Performance analysis of a novel concave-convex surface liquid cooling plate for a prismatic Li-ion battery pack under high discharge rate

In response to the critical need for efficient heat dissipation in high discharge rate Li-ion batteries, this study introduced a novel Concave-Convex Surface Liquid Cooling Plate (CCS LCP). The CCS LCP was specifically designed to address the rapid temperature elevation and non-uniform thermal distribution observed in prismatic Li-ion battery packs during large discharge rate of 5C. This paper used the computational fluid dynamics simulation as the research tool and proposed a new comprehensive evaluation index (epsilon) to assess the performance of different LCPs in terms of both cooling performance and flow resistance. Firstly, the performance of this novel CCS LCP was compared with that of three traditional LCPs: a water jacket LCP, a Z-shaped linear parallel channel LCP and an LCP with cylindrical splitters. Then, the effects on the CCS LCP by changing the arrangement of inlet and outlet were investigated. Furthermore, the influences on CCS LCP by adding baffles were studied. The results show that the addition of longitudinal or horizontal baffles can effectively decrease applicable inlet mass flow rate to 0.01 kg.s(-1).
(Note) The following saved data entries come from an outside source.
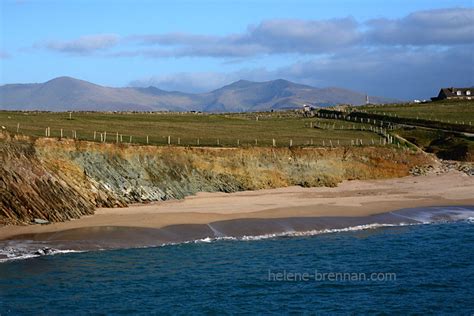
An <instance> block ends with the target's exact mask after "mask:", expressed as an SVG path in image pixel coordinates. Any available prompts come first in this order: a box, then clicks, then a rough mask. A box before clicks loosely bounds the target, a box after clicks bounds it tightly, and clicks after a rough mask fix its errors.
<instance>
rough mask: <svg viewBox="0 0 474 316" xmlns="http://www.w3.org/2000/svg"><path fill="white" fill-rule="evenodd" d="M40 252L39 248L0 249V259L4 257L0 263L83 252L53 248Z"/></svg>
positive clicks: (72, 250) (39, 248)
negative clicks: (35, 248)
mask: <svg viewBox="0 0 474 316" xmlns="http://www.w3.org/2000/svg"><path fill="white" fill-rule="evenodd" d="M40 251H41V248H39V249H28V250H27V249H24V248H16V249H15V248H13V247H8V248H5V249H0V257H4V258H0V263H2V262H8V261H13V260H25V259H31V258H37V257H42V256H54V255H58V254H65V253H78V252H84V251H80V250H72V249H53V248H48V252H47V253H46V254H41V253H40Z"/></svg>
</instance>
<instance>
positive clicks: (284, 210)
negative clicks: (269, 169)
mask: <svg viewBox="0 0 474 316" xmlns="http://www.w3.org/2000/svg"><path fill="white" fill-rule="evenodd" d="M473 193H474V178H473V177H469V176H467V175H465V174H463V173H460V172H454V171H453V172H449V173H446V174H442V175H427V176H419V177H413V176H409V177H404V178H398V179H387V180H371V181H359V180H354V181H344V182H343V183H341V184H340V185H339V186H338V187H335V188H328V187H318V188H302V187H287V188H279V189H271V190H259V191H245V192H238V193H229V194H227V193H199V194H198V195H196V196H191V197H187V198H185V199H184V200H175V201H165V202H156V203H152V204H146V205H132V206H129V207H127V208H99V209H97V210H96V212H95V214H94V215H92V216H86V217H83V218H81V219H78V220H72V221H69V222H63V223H53V224H50V225H29V226H5V227H1V228H0V240H4V239H12V238H13V237H14V236H18V235H25V234H28V235H29V234H41V233H52V232H61V231H66V230H71V229H77V228H91V227H104V226H108V227H112V226H113V227H137V228H162V227H166V226H170V225H179V224H208V223H212V222H216V221H225V220H235V219H257V218H267V219H270V218H289V217H323V216H326V217H327V216H331V217H338V216H340V217H358V216H368V215H373V214H380V213H384V212H388V211H392V210H397V209H403V208H413V207H425V206H447V205H474V194H473Z"/></svg>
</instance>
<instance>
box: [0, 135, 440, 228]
mask: <svg viewBox="0 0 474 316" xmlns="http://www.w3.org/2000/svg"><path fill="white" fill-rule="evenodd" d="M0 161H1V165H0V223H4V224H13V223H15V224H19V223H30V222H31V221H32V220H33V219H35V218H38V219H44V220H48V221H50V222H57V221H65V220H69V219H74V218H78V217H80V216H82V215H88V214H92V213H93V210H94V207H124V206H126V205H127V204H130V203H146V202H151V201H159V200H169V199H181V198H183V197H185V196H188V195H192V194H195V193H197V192H200V191H207V192H218V191H219V192H235V191H241V190H256V189H263V188H276V187H285V186H289V185H301V186H335V185H337V183H339V182H340V181H342V180H345V179H374V178H387V177H399V176H405V175H408V174H409V171H410V169H412V168H413V167H414V166H421V165H426V164H432V163H433V159H432V158H431V157H429V156H427V155H425V154H423V153H415V152H411V151H402V150H397V149H395V148H381V147H353V148H333V149H328V148H292V149H289V148H186V147H153V146H124V145H114V144H99V143H92V142H78V141H72V140H55V139H38V140H36V141H32V140H27V139H25V140H18V139H17V140H12V139H8V138H5V137H4V138H3V139H1V138H0Z"/></svg>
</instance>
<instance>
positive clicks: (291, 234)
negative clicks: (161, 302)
mask: <svg viewBox="0 0 474 316" xmlns="http://www.w3.org/2000/svg"><path fill="white" fill-rule="evenodd" d="M410 225H417V224H416V223H415V224H413V223H400V224H379V223H373V224H366V225H357V226H351V227H345V228H332V229H330V228H328V229H320V230H307V231H285V232H280V233H270V234H262V235H244V236H240V237H232V236H223V237H217V236H214V237H206V238H202V239H197V240H193V241H192V242H193V243H210V242H214V241H222V240H237V241H254V240H263V239H272V238H281V237H306V236H315V235H321V234H330V233H342V232H353V231H361V230H369V229H377V228H383V227H398V226H410ZM186 243H188V242H186Z"/></svg>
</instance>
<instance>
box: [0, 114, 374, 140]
mask: <svg viewBox="0 0 474 316" xmlns="http://www.w3.org/2000/svg"><path fill="white" fill-rule="evenodd" d="M257 115H258V117H259V118H258V120H257V119H256V116H257ZM316 123H318V125H320V127H321V128H310V124H313V125H314V124H316ZM334 123H335V124H336V125H335V126H334V125H331V126H329V125H330V124H334ZM18 124H19V134H22V135H27V136H35V137H38V136H45V129H46V128H47V127H49V128H50V129H51V133H50V136H51V137H59V136H60V130H61V129H63V137H68V138H71V137H72V135H73V132H72V131H76V134H77V138H79V139H83V140H93V139H94V131H95V132H96V141H99V140H100V133H103V132H104V131H106V132H107V142H115V141H116V139H117V133H119V135H122V141H123V142H127V143H128V142H129V141H130V136H132V142H133V143H141V144H145V143H146V139H147V136H148V140H149V144H152V145H165V144H167V143H168V136H170V140H171V144H175V145H176V144H177V143H178V139H179V142H180V144H181V145H194V146H195V145H198V139H199V145H201V146H217V145H219V146H235V145H237V142H239V144H240V145H255V143H256V141H255V140H257V145H258V146H271V145H272V139H275V140H276V145H277V146H289V144H290V140H291V141H292V144H293V145H294V146H307V145H315V146H321V145H323V143H324V145H326V146H329V145H330V143H332V144H333V145H334V146H336V145H337V144H338V143H339V144H340V145H341V146H342V145H350V144H351V141H354V143H355V140H356V139H361V140H362V141H363V144H372V142H373V143H375V144H378V143H379V141H380V137H379V135H377V134H375V133H372V132H369V131H367V130H361V129H362V126H363V125H362V124H357V123H355V124H352V123H344V122H342V123H341V122H340V121H334V122H331V121H329V120H318V119H316V118H304V117H302V116H300V115H296V114H295V113H294V112H274V113H270V112H266V113H258V114H257V113H242V114H193V113H102V112H77V113H72V119H69V113H65V112H60V113H57V112H14V111H0V125H1V126H5V127H6V129H7V131H9V132H10V133H12V134H16V133H17V128H18ZM353 128H354V129H353ZM119 139H120V136H119Z"/></svg>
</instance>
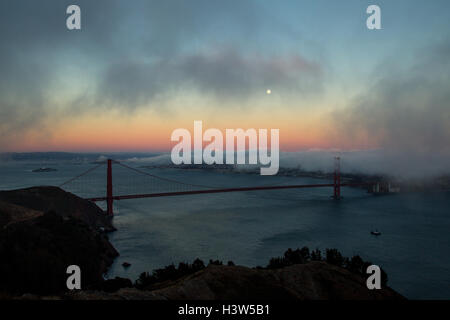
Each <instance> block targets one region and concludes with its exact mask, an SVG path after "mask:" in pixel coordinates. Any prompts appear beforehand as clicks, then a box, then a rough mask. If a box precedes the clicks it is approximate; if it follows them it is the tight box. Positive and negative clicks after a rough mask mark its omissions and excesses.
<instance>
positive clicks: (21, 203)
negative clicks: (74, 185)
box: [0, 187, 115, 231]
mask: <svg viewBox="0 0 450 320" xmlns="http://www.w3.org/2000/svg"><path fill="white" fill-rule="evenodd" d="M0 201H2V202H5V203H9V204H10V205H11V204H12V205H16V206H20V207H23V208H26V209H31V210H33V211H38V212H41V213H43V212H48V211H54V212H56V213H58V214H60V215H62V216H63V217H72V218H77V219H80V220H82V221H84V222H85V223H87V224H88V225H89V226H90V227H92V228H94V229H98V228H103V229H104V230H105V231H114V230H115V229H114V227H113V225H112V223H111V221H110V219H109V218H108V217H107V216H106V215H105V214H104V212H103V211H102V210H101V209H100V208H99V207H98V206H96V205H95V204H94V203H92V202H90V201H86V200H83V199H81V198H79V197H77V196H75V195H74V194H71V193H69V192H65V191H64V190H62V189H60V188H58V187H32V188H26V189H17V190H10V191H0ZM0 210H1V207H0ZM0 213H1V212H0ZM5 215H6V214H5ZM11 219H14V216H12V217H11Z"/></svg>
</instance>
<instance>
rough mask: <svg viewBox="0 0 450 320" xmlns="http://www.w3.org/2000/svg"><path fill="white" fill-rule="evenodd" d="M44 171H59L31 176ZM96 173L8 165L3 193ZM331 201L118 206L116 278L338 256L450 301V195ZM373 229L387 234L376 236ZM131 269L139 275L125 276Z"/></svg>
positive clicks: (324, 194) (124, 182)
mask: <svg viewBox="0 0 450 320" xmlns="http://www.w3.org/2000/svg"><path fill="white" fill-rule="evenodd" d="M44 165H45V166H49V167H53V168H57V169H58V171H57V172H48V173H32V172H31V170H32V169H35V168H36V167H40V166H44ZM90 167H93V165H90V164H73V163H65V164H58V163H51V162H49V163H42V162H40V163H39V164H37V163H32V162H16V163H12V162H8V163H3V164H0V177H1V180H0V189H12V188H18V187H26V186H31V185H58V184H59V183H61V182H63V181H65V180H66V179H68V178H70V177H72V176H74V175H76V174H78V173H81V172H83V171H84V170H86V169H88V168H90ZM143 170H146V169H143ZM103 171H104V169H103V168H101V169H99V170H97V171H95V172H94V173H93V174H92V175H91V176H90V178H89V179H88V181H85V182H88V183H86V184H84V187H83V184H82V183H80V185H78V186H77V185H73V186H68V187H67V188H68V189H69V190H70V188H72V189H73V190H70V191H73V192H78V193H81V194H82V195H83V196H84V195H88V194H92V195H97V194H98V190H100V194H102V195H103V194H104V191H103V190H104V172H103ZM146 171H147V172H151V173H153V174H157V175H159V176H163V177H167V178H171V179H177V180H180V181H184V182H189V183H196V184H205V185H210V186H222V187H226V186H251V185H269V184H294V183H296V184H297V183H298V184H300V183H323V182H324V181H323V180H316V179H308V178H290V177H277V176H275V177H261V176H259V175H247V174H233V173H217V172H203V171H186V170H175V169H170V170H169V169H165V170H163V169H153V170H146ZM129 179H130V175H129V173H127V172H126V170H125V171H120V170H115V171H114V182H115V185H116V184H117V185H120V184H123V185H127V184H130V183H133V182H132V181H131V182H130V181H128V180H129ZM134 184H135V186H134V187H135V188H137V189H138V187H139V186H140V185H141V184H140V182H139V181H138V180H134ZM86 185H87V186H89V187H86ZM77 188H78V189H77ZM152 188H157V186H156V185H153V186H152ZM155 190H156V189H155ZM123 192H129V191H128V190H127V191H123ZM331 193H332V190H331V188H330V189H328V188H325V189H310V190H295V189H293V190H274V191H256V192H242V193H228V194H213V195H195V196H180V197H166V198H154V199H139V200H126V201H120V202H119V201H116V202H115V214H116V215H115V217H114V224H115V226H116V227H117V228H118V231H117V232H114V233H112V234H110V239H111V242H112V243H113V245H114V246H115V247H116V248H117V249H118V250H119V252H120V254H121V256H120V257H119V258H118V259H117V260H116V261H115V263H114V264H113V266H112V267H111V268H110V271H109V274H108V276H109V277H114V276H124V277H129V278H132V279H136V278H137V276H138V275H139V274H140V273H141V272H143V271H151V270H152V269H154V268H159V267H162V266H165V265H167V264H170V263H172V262H174V263H178V262H180V261H189V262H192V261H193V260H194V259H195V258H197V257H199V258H201V259H203V260H205V261H207V260H209V259H219V260H223V261H224V262H226V261H228V260H233V261H234V262H235V263H236V264H241V265H247V266H256V265H266V264H267V263H268V261H269V259H270V257H273V256H279V255H282V254H283V252H284V251H285V250H286V249H287V248H289V247H291V248H296V247H302V246H308V247H310V248H319V249H321V250H324V249H325V248H327V247H333V248H338V249H339V250H340V251H341V252H343V253H344V254H345V255H347V256H350V255H354V254H359V255H361V256H362V257H363V258H364V259H365V260H370V261H372V262H373V263H376V264H379V265H381V266H382V267H383V268H384V269H385V270H386V271H387V273H388V276H389V285H390V286H391V287H393V288H394V289H396V290H397V291H399V292H400V293H402V294H404V295H405V296H407V297H408V298H417V299H436V298H437V299H444V298H445V299H449V298H450V255H449V254H448V253H449V251H450V250H449V249H450V232H449V230H450V211H449V208H450V192H430V193H413V194H400V195H390V196H379V197H375V196H371V195H368V194H367V193H365V192H364V191H362V190H358V189H349V188H346V189H343V195H344V197H345V198H344V199H343V200H342V201H340V202H335V201H332V200H330V195H331ZM373 229H378V230H380V231H381V232H382V235H381V236H380V237H374V236H371V235H370V231H371V230H373ZM124 261H127V262H129V263H131V264H132V266H131V267H130V268H128V269H124V268H123V267H122V266H121V264H122V263H123V262H124Z"/></svg>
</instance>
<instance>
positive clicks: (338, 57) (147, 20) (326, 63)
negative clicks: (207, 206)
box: [0, 0, 450, 159]
mask: <svg viewBox="0 0 450 320" xmlns="http://www.w3.org/2000/svg"><path fill="white" fill-rule="evenodd" d="M70 4H77V5H79V6H80V8H81V14H82V29H81V30H73V31H69V30H67V28H66V23H65V20H66V18H67V14H66V8H67V6H68V5H70ZM371 4H376V5H378V6H380V8H381V19H382V29H381V30H368V29H367V27H366V19H367V17H368V15H367V13H366V8H367V7H368V6H369V5H371ZM449 10H450V3H449V2H448V1H406V0H399V1H395V2H394V1H381V0H380V1H378V0H377V1H357V0H350V1H340V2H337V1H323V0H319V1H311V0H310V1H279V2H276V3H275V2H272V1H270V2H269V1H250V0H247V1H215V0H214V1H211V0H210V1H206V0H193V1H189V2H188V1H181V0H171V1H133V2H129V1H124V0H123V1H122V0H116V1H86V0H84V1H56V0H55V1H50V0H44V1H17V0H16V1H12V0H4V1H2V2H1V3H0V36H1V40H0V70H1V72H0V134H1V138H0V152H27V151H73V152H80V151H87V152H96V151H105V152H107V151H142V152H149V151H169V150H170V149H171V147H172V145H173V143H172V142H171V141H170V135H171V132H172V131H173V130H174V129H176V128H191V127H192V123H193V121H195V120H201V121H203V124H204V126H205V128H212V127H214V128H218V129H221V130H224V129H225V128H243V129H248V128H267V129H271V128H274V129H280V149H281V151H298V150H305V149H341V150H355V149H358V150H361V149H362V150H365V149H375V148H381V149H388V150H394V151H395V150H398V151H400V152H404V151H408V152H409V151H414V152H422V153H427V152H437V151H438V152H440V153H442V154H443V155H444V157H448V155H449V154H450V150H449V148H450V147H449V146H448V141H450V108H449V104H450V93H449V90H448V85H449V83H450V34H449V30H450V21H449V20H450V19H448V16H449ZM447 159H448V158H447Z"/></svg>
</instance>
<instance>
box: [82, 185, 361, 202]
mask: <svg viewBox="0 0 450 320" xmlns="http://www.w3.org/2000/svg"><path fill="white" fill-rule="evenodd" d="M368 184H369V183H341V184H340V185H339V186H340V187H357V186H364V185H368ZM325 187H330V188H334V187H335V184H333V183H328V184H302V185H287V186H263V187H242V188H225V189H210V190H194V191H180V192H162V193H147V194H130V195H121V196H112V200H128V199H140V198H156V197H171V196H186V195H194V194H206V193H224V192H241V191H259V190H283V189H303V188H325ZM86 200H89V201H93V202H97V201H107V200H108V197H96V198H87V199H86Z"/></svg>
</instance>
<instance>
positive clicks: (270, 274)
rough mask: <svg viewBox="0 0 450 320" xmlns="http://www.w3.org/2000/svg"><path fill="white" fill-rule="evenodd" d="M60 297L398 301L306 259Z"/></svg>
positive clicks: (323, 264)
mask: <svg viewBox="0 0 450 320" xmlns="http://www.w3.org/2000/svg"><path fill="white" fill-rule="evenodd" d="M65 298H69V299H81V300H99V299H100V300H103V299H107V300H110V299H113V300H252V299H257V300H329V299H334V300H398V299H404V298H403V297H402V296H401V295H400V294H398V293H397V292H395V291H394V290H392V289H391V288H389V287H384V288H382V289H381V290H368V289H367V287H366V283H365V279H364V278H363V277H361V276H360V275H356V274H354V273H351V272H350V271H348V270H346V269H344V268H342V267H337V266H334V265H331V264H328V263H326V262H324V261H312V262H309V263H306V264H296V265H292V266H287V267H284V268H280V269H275V270H269V269H256V268H247V267H242V266H217V265H209V266H208V267H206V268H205V269H203V270H201V271H198V272H196V273H195V274H192V275H189V276H187V277H184V278H182V279H179V280H177V281H173V282H167V283H165V284H163V288H161V289H156V290H139V289H136V288H122V289H120V290H118V291H116V292H113V293H106V292H98V291H80V292H75V293H72V294H69V295H67V296H66V297H65Z"/></svg>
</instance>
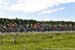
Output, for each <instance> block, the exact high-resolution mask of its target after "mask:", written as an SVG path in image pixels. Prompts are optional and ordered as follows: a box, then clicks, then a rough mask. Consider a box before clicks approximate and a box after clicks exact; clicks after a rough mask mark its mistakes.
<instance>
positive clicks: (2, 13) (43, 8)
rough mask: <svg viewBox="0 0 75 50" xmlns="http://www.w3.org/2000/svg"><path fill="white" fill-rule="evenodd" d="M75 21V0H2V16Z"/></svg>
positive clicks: (65, 20)
mask: <svg viewBox="0 0 75 50" xmlns="http://www.w3.org/2000/svg"><path fill="white" fill-rule="evenodd" d="M16 17H17V18H21V19H34V20H45V21H46V20H48V21H49V20H54V21H57V20H58V21H60V20H64V21H75V0H0V18H16Z"/></svg>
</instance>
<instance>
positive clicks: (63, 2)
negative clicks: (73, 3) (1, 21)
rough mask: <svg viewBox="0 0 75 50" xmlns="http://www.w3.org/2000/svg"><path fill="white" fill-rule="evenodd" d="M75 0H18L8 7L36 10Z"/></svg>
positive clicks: (27, 10)
mask: <svg viewBox="0 0 75 50" xmlns="http://www.w3.org/2000/svg"><path fill="white" fill-rule="evenodd" d="M68 2H75V0H16V3H15V4H12V5H11V6H10V7H8V10H11V11H24V12H36V11H40V10H44V9H47V8H48V7H52V6H55V5H59V4H61V3H68Z"/></svg>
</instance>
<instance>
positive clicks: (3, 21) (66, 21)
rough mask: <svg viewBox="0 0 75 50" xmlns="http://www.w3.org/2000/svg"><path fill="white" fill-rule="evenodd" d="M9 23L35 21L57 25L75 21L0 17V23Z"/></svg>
mask: <svg viewBox="0 0 75 50" xmlns="http://www.w3.org/2000/svg"><path fill="white" fill-rule="evenodd" d="M9 23H16V24H35V23H42V24H51V25H59V24H62V25H64V24H72V25H75V22H72V21H36V20H32V19H31V20H23V19H18V18H16V19H8V18H0V24H3V25H5V24H9Z"/></svg>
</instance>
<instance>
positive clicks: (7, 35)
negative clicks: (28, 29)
mask: <svg viewBox="0 0 75 50" xmlns="http://www.w3.org/2000/svg"><path fill="white" fill-rule="evenodd" d="M15 35H16V34H14V33H11V34H0V50H44V49H50V48H75V45H74V44H75V34H74V33H50V32H45V33H44V32H31V33H19V34H18V36H17V40H16V43H14V39H15Z"/></svg>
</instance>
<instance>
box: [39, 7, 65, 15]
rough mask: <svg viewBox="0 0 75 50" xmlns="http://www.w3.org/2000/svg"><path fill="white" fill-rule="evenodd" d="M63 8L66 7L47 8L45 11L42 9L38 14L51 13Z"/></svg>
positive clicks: (63, 8) (52, 12)
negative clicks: (52, 8) (57, 8)
mask: <svg viewBox="0 0 75 50" xmlns="http://www.w3.org/2000/svg"><path fill="white" fill-rule="evenodd" d="M62 9H64V8H58V9H52V10H45V11H42V12H40V13H38V15H42V14H51V13H54V12H56V11H59V10H62Z"/></svg>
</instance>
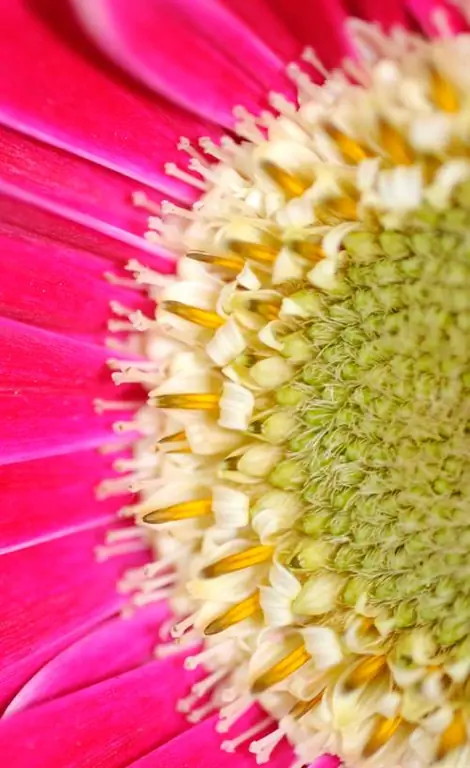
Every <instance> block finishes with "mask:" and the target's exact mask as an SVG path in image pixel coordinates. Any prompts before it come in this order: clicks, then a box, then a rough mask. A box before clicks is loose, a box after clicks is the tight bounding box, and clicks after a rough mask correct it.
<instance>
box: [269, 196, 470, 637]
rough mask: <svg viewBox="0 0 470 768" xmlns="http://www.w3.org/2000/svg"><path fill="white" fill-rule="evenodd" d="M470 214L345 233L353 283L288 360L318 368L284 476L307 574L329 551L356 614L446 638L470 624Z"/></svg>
mask: <svg viewBox="0 0 470 768" xmlns="http://www.w3.org/2000/svg"><path fill="white" fill-rule="evenodd" d="M462 195H463V197H464V199H465V201H466V202H465V205H466V207H467V208H468V207H469V205H467V202H468V201H467V197H469V199H470V193H469V192H468V190H467V191H466V192H465V194H464V191H462ZM465 195H467V197H465ZM460 202H462V201H460ZM462 212H463V214H464V216H463V218H464V219H465V222H466V221H467V218H468V217H469V214H468V211H467V210H463V208H458V209H455V210H454V209H452V210H450V211H447V212H445V213H443V214H439V215H438V216H437V218H436V216H434V217H431V218H432V221H430V219H429V216H430V211H429V210H423V211H420V212H418V213H417V214H416V215H415V217H414V223H411V224H410V226H409V229H407V230H406V231H403V232H398V231H397V232H395V231H383V232H381V233H374V232H352V233H350V234H349V235H347V236H346V238H345V240H344V243H343V245H344V248H345V250H346V252H347V256H348V258H347V261H346V266H345V267H344V273H343V278H344V285H345V288H346V289H345V290H344V292H339V293H336V294H335V295H328V294H327V293H319V292H314V293H315V299H316V301H315V302H313V301H312V302H310V303H311V305H312V306H313V305H315V314H313V313H312V314H311V315H310V317H308V318H303V319H302V324H301V326H302V327H301V331H299V332H296V333H294V334H292V335H291V336H290V337H289V338H288V344H287V346H286V354H287V356H289V354H288V352H290V351H291V352H292V356H293V357H294V358H295V360H296V362H297V363H298V364H300V363H303V365H299V368H298V370H299V373H298V375H297V377H296V380H294V381H293V382H291V383H290V384H289V385H288V386H286V387H284V388H282V389H281V390H279V392H278V393H277V400H278V402H279V403H280V404H282V405H283V406H290V407H291V408H292V407H293V408H294V409H295V411H296V424H297V427H296V430H295V432H294V434H293V435H290V441H289V443H288V447H289V455H288V458H287V459H286V461H285V462H283V463H282V464H281V465H279V467H277V468H276V469H275V471H274V473H273V477H272V479H273V480H274V483H275V484H277V485H278V486H279V487H285V488H289V489H296V490H297V491H298V493H300V494H301V495H302V499H303V503H304V507H305V513H304V516H303V518H302V519H301V520H300V521H299V523H298V530H299V533H300V532H301V536H302V538H301V539H300V540H299V542H300V543H299V544H298V545H296V546H297V549H296V551H295V557H294V560H295V562H296V563H297V567H302V568H303V569H306V570H308V569H309V567H310V566H311V570H312V571H313V570H314V569H315V568H314V566H315V563H316V558H317V557H318V560H319V561H320V560H321V566H322V567H324V565H325V562H327V566H328V568H329V569H330V570H334V571H336V572H337V573H338V574H340V575H341V576H342V577H344V578H346V585H345V587H344V589H343V591H342V594H341V597H340V598H339V600H340V601H341V609H342V610H344V609H345V608H349V609H353V608H354V606H355V604H356V603H357V600H358V599H359V598H360V597H361V596H362V597H364V596H367V600H368V601H369V602H370V603H372V604H375V605H377V606H378V607H380V608H384V609H385V610H386V611H387V613H388V615H390V617H391V619H392V621H393V626H394V628H395V630H396V631H405V630H406V631H408V630H409V629H410V628H413V627H416V626H421V627H423V626H424V627H426V628H427V630H430V631H431V633H432V635H433V637H434V640H435V641H436V642H437V643H438V644H439V645H441V646H443V647H448V646H452V645H453V644H456V643H459V642H461V641H462V639H463V638H464V637H465V636H467V635H468V633H469V632H470V578H469V573H470V559H469V557H468V555H469V551H470V517H469V516H468V500H469V498H470V343H469V340H468V331H469V330H470V237H469V236H468V234H467V231H465V229H464V228H463V226H462V222H461V219H462V215H461V214H462ZM426 217H427V218H426ZM417 222H418V224H417ZM456 222H458V223H457V224H456ZM428 224H431V225H432V230H429V228H426V225H428ZM465 226H468V222H467V223H466V224H465ZM306 293H307V289H305V290H303V291H302V295H303V297H304V303H305V304H306V306H307V305H308V306H310V303H309V301H308V297H307V296H306ZM312 540H313V541H316V542H321V543H322V546H321V548H320V549H319V546H318V544H317V545H316V547H315V548H314V549H311V546H310V544H309V542H311V541H312ZM318 552H321V553H322V557H323V556H324V557H325V558H326V561H325V562H323V560H322V558H320V557H319V556H318ZM310 553H314V554H310Z"/></svg>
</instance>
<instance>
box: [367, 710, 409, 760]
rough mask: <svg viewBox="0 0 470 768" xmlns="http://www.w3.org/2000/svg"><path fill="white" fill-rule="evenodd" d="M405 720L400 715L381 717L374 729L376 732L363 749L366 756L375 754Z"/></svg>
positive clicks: (394, 732)
mask: <svg viewBox="0 0 470 768" xmlns="http://www.w3.org/2000/svg"><path fill="white" fill-rule="evenodd" d="M402 722H403V718H402V717H401V716H400V715H396V716H395V717H390V718H388V717H379V719H378V721H377V724H376V726H375V729H374V733H373V734H372V736H371V737H370V738H369V740H368V742H367V744H366V745H365V747H364V750H363V756H364V757H371V756H372V755H375V753H376V752H378V751H379V749H381V748H382V747H383V746H384V745H385V744H386V743H387V742H388V741H390V739H391V738H392V736H393V735H394V734H395V733H396V732H397V730H398V728H399V727H400V725H401V724H402Z"/></svg>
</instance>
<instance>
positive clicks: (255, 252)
mask: <svg viewBox="0 0 470 768" xmlns="http://www.w3.org/2000/svg"><path fill="white" fill-rule="evenodd" d="M280 247H281V246H280V244H279V245H277V244H276V245H274V244H273V245H266V244H264V243H245V242H243V241H242V240H232V241H231V243H230V244H229V248H230V251H231V252H232V253H234V254H236V255H238V256H241V257H242V258H243V259H245V260H246V259H251V260H252V261H259V262H262V263H263V264H272V263H273V262H274V261H275V259H276V256H277V254H278V252H279V250H280Z"/></svg>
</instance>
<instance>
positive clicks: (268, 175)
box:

Self-heat exchange within coolant formed by the addition of horizontal baffles can significantly decrease the maximum temperature of the battery pack (T-max) to 301.64 K and the maximum temperature difference of the battery pack (Delta T-max) to 2.96 K. After comprehensive analyses, the optimal structure is the I-type inlet/outlet arrangement CCS LCP. Comparing I-CCS LCP with other traditional LCPs under the same inlet mass flow rate, I-CCS LCP can reduce Delta T-max by a maximum of 74.97 % and increase comprehensive evaluation index epsilon by 191.12 %. This novel CCS LCP shows an enormous potential in both flow and heat transfer performance and this study offers valuable insights for engineering applications aiming to improve battery reliability in demanding operating conditions.